We might lower these cutoffs; for example, perhaps 670 points will turn out to be enough for a C-; however, we won’t raise them. (In recent semesters these cutoffs have not moved significantly from these targets.)

Extra Credit

There is an opportunity for significant extra credit in this course (usually called “+1 points”). Points for extra credit work will be assigned after grade cutoffs are determined, so they are a true bonus to your score. The total amount of extra credit you can earn is capped at 107 points, or slightly more than one letter grade.

Projects

One significant component to this course is the completion of the course project (145 points). You will have ~5 weeks to complete the project, including a lab/discussion dedicated to working with the course staff on your project. With the project, you will focus on the analysis of a single real-world dataset to discover interesting and insightful features and perform a detailed reflection on your findings to understand the social issues that arise from such analysis.

Late Submissions

No late submissions are accepted. However, we do drop your 3 lowest HW assignments at the end of the semester. So missing 3 assignmnets won’t hurt your grade. Also, extra credit opportunities will be offered. All sources of extra credit cannot exceed +107 points to your final grade.

Learning Collaboratively

Data Science is a collaborative science. Do not try to tackle this course alone.

We strongly encourage you to discuss all of your course activities (with the exception of exams) with your friends and classmates! You will learn more though talking through the problems, teaching others, and sharing ideas.

Continue to read on “Academic Integrity” to understand the difference between collaboration and giving an answer away.

Academic Integrity

Collaboration is about working together. Collaboration is not giving the direct answer to a friend or sharing the source code to an assignment. Collaboration requires you to make a serious attempt at every assignment and discuss your ideas and doubts with others so everyone gets more out of the discussion Your answers must be your own words and your code must be typed (not copied/pasted) by you.

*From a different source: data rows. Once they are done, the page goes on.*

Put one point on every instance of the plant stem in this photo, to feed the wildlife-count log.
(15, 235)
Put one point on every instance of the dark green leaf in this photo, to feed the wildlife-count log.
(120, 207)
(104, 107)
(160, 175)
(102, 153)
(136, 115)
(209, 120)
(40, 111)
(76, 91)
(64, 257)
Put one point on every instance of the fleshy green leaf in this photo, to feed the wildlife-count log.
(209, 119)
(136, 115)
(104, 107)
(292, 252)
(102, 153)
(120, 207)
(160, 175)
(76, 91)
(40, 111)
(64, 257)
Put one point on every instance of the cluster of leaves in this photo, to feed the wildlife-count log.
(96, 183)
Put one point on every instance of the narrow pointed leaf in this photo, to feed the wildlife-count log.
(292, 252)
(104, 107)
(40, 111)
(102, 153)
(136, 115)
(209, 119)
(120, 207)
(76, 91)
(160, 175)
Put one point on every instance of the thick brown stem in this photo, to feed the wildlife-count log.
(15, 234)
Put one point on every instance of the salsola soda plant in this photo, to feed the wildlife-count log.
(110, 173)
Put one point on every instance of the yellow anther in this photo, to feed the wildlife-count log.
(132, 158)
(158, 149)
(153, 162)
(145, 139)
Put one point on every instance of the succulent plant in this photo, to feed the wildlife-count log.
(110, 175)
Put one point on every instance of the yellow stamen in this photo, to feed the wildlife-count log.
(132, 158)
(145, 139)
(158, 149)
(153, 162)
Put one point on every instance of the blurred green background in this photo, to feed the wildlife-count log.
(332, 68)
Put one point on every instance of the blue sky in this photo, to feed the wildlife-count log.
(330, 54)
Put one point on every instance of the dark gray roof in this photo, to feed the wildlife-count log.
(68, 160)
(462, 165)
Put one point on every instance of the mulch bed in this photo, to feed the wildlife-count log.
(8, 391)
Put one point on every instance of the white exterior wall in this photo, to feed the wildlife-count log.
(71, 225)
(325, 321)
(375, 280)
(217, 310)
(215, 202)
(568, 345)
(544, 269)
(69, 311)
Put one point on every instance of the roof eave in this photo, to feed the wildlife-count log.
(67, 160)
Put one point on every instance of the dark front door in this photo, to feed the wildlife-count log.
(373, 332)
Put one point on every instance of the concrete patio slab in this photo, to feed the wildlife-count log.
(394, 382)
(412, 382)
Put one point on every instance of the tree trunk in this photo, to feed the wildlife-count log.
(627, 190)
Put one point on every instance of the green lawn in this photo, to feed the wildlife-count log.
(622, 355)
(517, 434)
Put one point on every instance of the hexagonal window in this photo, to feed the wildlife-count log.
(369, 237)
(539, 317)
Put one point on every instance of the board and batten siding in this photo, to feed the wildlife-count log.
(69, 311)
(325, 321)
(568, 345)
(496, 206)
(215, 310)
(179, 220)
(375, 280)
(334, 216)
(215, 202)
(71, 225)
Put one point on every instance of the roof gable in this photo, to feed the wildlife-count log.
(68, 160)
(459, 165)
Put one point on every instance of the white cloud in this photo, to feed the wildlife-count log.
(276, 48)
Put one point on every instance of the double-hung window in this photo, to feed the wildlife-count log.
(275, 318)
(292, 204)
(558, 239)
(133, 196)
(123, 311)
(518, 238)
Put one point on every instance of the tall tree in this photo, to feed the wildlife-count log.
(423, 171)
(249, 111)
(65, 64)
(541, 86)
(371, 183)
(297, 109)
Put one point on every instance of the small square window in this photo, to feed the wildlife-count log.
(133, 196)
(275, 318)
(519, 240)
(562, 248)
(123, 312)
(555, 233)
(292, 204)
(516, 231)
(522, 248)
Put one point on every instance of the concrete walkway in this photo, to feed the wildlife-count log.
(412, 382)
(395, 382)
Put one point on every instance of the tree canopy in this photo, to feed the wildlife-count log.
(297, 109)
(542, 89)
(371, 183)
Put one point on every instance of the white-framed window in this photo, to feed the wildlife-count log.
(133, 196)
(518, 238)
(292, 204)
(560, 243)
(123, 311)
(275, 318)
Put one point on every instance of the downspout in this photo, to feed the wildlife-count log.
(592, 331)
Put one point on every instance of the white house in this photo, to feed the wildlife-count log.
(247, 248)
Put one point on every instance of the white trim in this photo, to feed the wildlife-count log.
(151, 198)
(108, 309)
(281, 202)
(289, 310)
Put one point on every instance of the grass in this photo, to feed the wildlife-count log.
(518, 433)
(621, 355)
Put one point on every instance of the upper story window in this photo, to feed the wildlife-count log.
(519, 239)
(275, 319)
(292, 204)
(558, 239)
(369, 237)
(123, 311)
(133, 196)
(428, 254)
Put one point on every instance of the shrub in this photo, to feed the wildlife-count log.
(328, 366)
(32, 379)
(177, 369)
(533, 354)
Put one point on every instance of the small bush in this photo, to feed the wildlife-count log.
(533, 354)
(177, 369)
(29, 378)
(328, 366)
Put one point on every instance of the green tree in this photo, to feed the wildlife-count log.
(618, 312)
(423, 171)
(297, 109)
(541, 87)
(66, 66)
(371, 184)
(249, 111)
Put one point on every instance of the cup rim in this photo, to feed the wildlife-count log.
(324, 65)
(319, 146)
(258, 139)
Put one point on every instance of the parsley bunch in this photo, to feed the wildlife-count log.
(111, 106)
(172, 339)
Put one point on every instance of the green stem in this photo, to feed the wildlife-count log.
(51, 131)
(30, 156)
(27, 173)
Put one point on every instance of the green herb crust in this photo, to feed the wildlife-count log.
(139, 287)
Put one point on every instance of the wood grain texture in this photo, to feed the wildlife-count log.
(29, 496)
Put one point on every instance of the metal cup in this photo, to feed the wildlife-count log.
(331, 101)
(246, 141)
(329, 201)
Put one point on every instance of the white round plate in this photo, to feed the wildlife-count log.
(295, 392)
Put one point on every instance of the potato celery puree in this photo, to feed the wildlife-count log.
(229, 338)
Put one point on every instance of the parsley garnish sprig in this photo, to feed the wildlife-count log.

Academic dishonesty is taken very seriously in STAT 107 and all cases will be brought to the University, your college, and your department. You should understand how academic integrity applies specifically to STAT 107: the sanctions for cheating on an assignment includes a loss of all points for the assignment, the loss of all extra credit in STAT 107, and that the final course grade is lowered by one whole letter grade (100 points). A second incident, or any cheating on an exam, results in an automatic F in the course.

Academic integrity includes protecting your work. If you work ends up submitted by someone else, we have considered this a violation of academic integrity just as though you submitted someone else’s work.